Texas Politicians Make the Case for Upholding State Bans on Interracial Marriage

by Dan Quinn

In some ways, at least, that’s what it has sounded like since U.S. District Court Judge Orlando Garcia on Wednesday struck down the Texas ban on same-sex marriage. If many of  the complaints we heard from politicians and activists on the right sounded familiar, they should have: they’re essentially the same ones Americans heard when the U.S. Supreme Court struck down state bans against interracial marriage nearly five decades ago.

Gov. Rick Perry insisted on Wednesday that “the 10th Amendment [to the U.S. Constitution] guarantees Texas voters the freedom to make these decisions.” U.S. Sen. Ted Cruz complained that Judge Garcia’s decision is a “troubling display of judicial activism” and that “unelected judges should not be substituting their own policy views for the reasoned judgments of the citizens of Texas.” Others joined in with similar denunciations of “judicial activism” and calls to respect state sovereignty over marriage.

Railroad Commissioner Barry Smitherman, who is seeking the Republican nomination for state attorney general this year, portrayed the court’s decision as “disastrous” and made a religious case for upholding the ban on same-sex marriage:

“Some liberal, unelected federal judges with lifetime appointments seem to be missing the point that not only is there a rational basis for our constitutional definition of marriage, there is a compelling governmental interest in maintaining core Judeo-Christian values here in Texas. From the founding of the Republic, states have always maintained the right to define marriage. Whether it was a proscription on the ability of people to marry a first or second cousin or some other family member, or a prohibition on children getting married, states have always rightfully been the ones to define who could and who could not marry.”

All of those arguments essentially followed the script used by opponents of interracial marriage when the U.S. Supreme Court considered state bans on such unions in the 1967 Loving v. Virginia case. Like Smitherman, the Virginia judge who initially heard the case against Mildred and Richard Loving referenced religious beliefs as a rationale for the state barring interracial marriage:

“Almighty God created the races white, black, yellow, malay and red, and he placed them on separate continents…. The fact that he separated the races shows that he did not intend for the races to mix.”

Like Gov. Perry and Cruz, the Virginia Supreme Court of Appeals — in upholding the state law barring the Lovings from marrying each other — insisted that states alone have the right to make decisions on marriage. As the U.S. Supreme Court noted in the Loving decision, the Virginia court “reasoned that marriage has traditionally been subject to state regulation without federal intervention, and, consequently, the regulation of marriage should be left to exclusive state control by the Tenth Amendment.”

In addition to warning about the “mongrelization” of the races, some critics in 1967 (and still today) worried aloud about the children of interracial couples — much the same as critics today insist that children of same-sex couples are at risk (despite ample evidence to the contrary).
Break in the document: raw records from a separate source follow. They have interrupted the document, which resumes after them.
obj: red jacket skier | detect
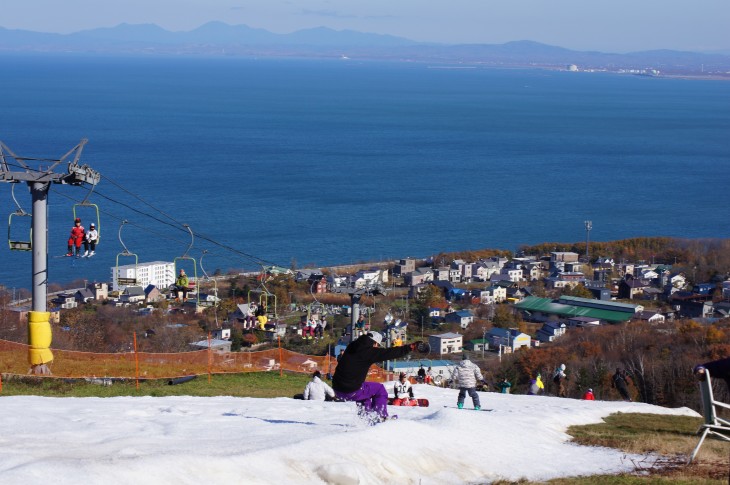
[66,217,86,256]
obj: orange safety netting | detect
[0,340,390,382]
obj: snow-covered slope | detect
[0,385,698,485]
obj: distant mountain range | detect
[0,22,730,78]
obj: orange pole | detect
[132,332,139,391]
[208,332,213,384]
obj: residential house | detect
[507,287,529,303]
[211,327,231,340]
[487,327,532,351]
[405,266,434,286]
[446,310,474,328]
[634,310,665,324]
[433,267,451,281]
[393,258,416,277]
[522,261,543,281]
[677,300,715,318]
[470,289,494,305]
[641,286,664,301]
[536,322,567,342]
[428,332,463,355]
[618,274,651,300]
[294,269,324,283]
[584,280,611,301]
[472,260,502,281]
[188,339,232,354]
[119,286,146,304]
[563,261,583,273]
[74,288,94,303]
[385,359,456,382]
[352,268,388,288]
[464,338,489,352]
[51,293,78,309]
[484,285,507,303]
[449,268,461,283]
[550,251,578,263]
[144,285,165,303]
[713,301,730,318]
[111,261,175,291]
[451,259,474,281]
[567,317,601,328]
[307,275,327,294]
[86,283,109,301]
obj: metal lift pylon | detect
[0,139,101,375]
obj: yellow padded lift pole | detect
[28,311,53,366]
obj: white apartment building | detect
[111,261,176,291]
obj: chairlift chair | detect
[173,224,200,304]
[8,209,33,251]
[8,184,33,251]
[114,220,139,288]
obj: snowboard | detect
[292,393,345,402]
[444,406,494,412]
[388,397,428,408]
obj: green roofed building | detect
[514,296,644,323]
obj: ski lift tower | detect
[332,285,388,343]
[0,139,101,375]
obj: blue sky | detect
[0,0,730,52]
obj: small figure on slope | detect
[499,377,512,394]
[454,354,484,410]
[175,268,189,302]
[84,222,99,258]
[527,372,545,396]
[66,217,86,258]
[553,364,568,397]
[304,370,335,401]
[611,367,631,401]
[332,332,420,421]
[393,372,418,406]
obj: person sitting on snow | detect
[332,332,420,421]
[304,370,335,401]
[393,372,418,406]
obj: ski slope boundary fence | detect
[0,340,390,382]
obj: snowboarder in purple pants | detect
[332,332,418,421]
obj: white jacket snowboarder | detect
[454,354,484,410]
[304,371,335,401]
[454,356,484,389]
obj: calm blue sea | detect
[0,56,730,287]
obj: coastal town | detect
[6,242,730,375]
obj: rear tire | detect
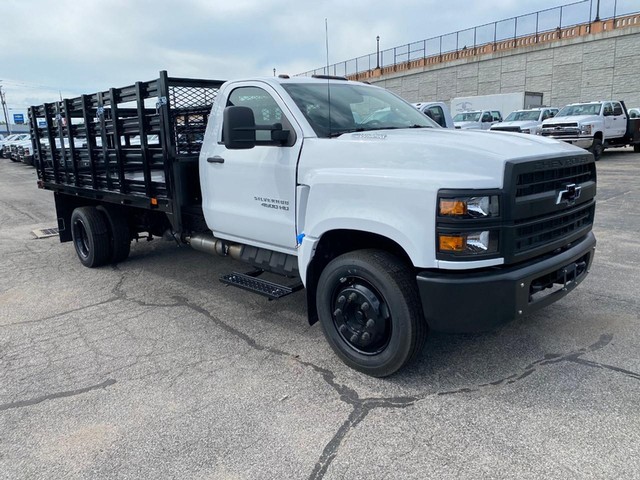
[71,207,111,268]
[317,250,427,377]
[97,205,131,263]
[589,138,604,162]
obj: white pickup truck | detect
[453,110,502,130]
[490,107,558,135]
[539,101,640,160]
[30,72,596,376]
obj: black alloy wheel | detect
[316,250,427,377]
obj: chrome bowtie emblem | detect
[556,183,582,205]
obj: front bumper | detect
[417,232,596,333]
[543,135,593,150]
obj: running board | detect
[220,271,304,300]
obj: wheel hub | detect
[333,281,391,354]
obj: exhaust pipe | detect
[185,233,244,260]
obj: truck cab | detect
[453,110,502,130]
[490,108,558,135]
[540,101,629,160]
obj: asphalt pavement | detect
[0,149,640,479]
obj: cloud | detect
[0,0,592,107]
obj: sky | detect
[0,0,620,120]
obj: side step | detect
[220,270,303,300]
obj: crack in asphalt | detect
[0,266,640,480]
[0,378,116,412]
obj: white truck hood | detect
[542,115,600,127]
[453,122,482,130]
[298,128,584,189]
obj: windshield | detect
[504,110,540,122]
[453,112,482,122]
[556,103,602,117]
[282,83,440,138]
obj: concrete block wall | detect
[371,27,640,113]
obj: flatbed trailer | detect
[29,71,223,241]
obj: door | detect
[611,102,627,138]
[202,84,302,252]
[602,102,616,139]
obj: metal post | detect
[0,86,11,135]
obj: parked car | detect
[29,72,596,377]
[9,135,31,162]
[540,101,640,160]
[0,133,31,158]
[490,108,558,135]
[453,110,502,130]
[412,102,455,128]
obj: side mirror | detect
[222,107,256,150]
[270,123,289,145]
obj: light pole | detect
[0,85,11,135]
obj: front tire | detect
[71,207,111,268]
[97,205,131,263]
[317,250,427,377]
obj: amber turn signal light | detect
[439,235,467,252]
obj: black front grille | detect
[516,163,596,198]
[541,128,580,138]
[515,202,595,254]
[542,123,578,130]
[503,153,596,263]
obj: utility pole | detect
[0,85,11,135]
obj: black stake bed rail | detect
[29,71,223,231]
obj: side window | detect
[424,105,447,128]
[613,102,623,115]
[227,87,290,144]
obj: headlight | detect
[438,230,498,255]
[438,195,500,218]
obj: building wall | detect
[370,27,640,113]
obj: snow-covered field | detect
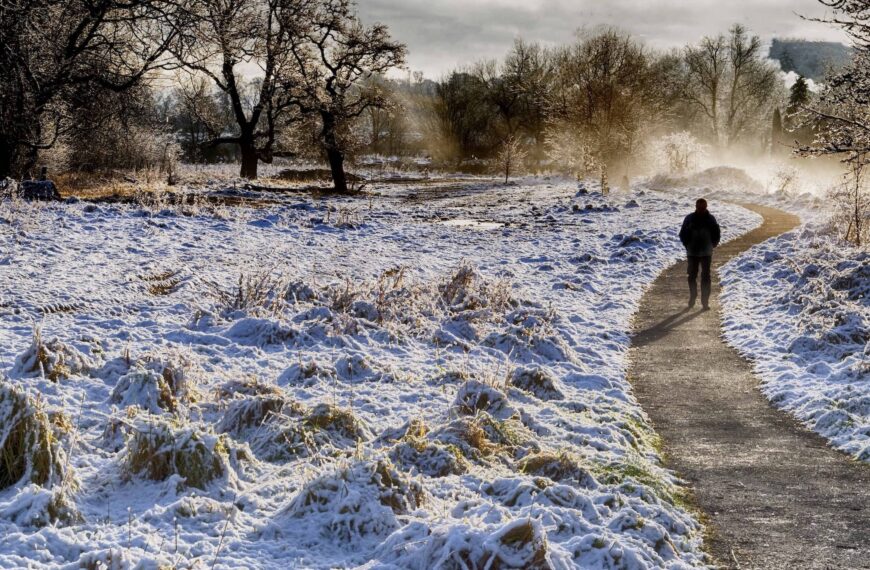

Partly because this is an election year and partly because right-wing pressure groups have so much invested in demonizing LGBT people and their families, we expect the rhetoric surrounding Judge Garcia’s decision will remain heated for a while. But we suspect that, in the end, history will judge Perry, Cruz and other like-minded politicians as harshly as it does those who denounced interracial marriage and Loving v. Virginia in 1967.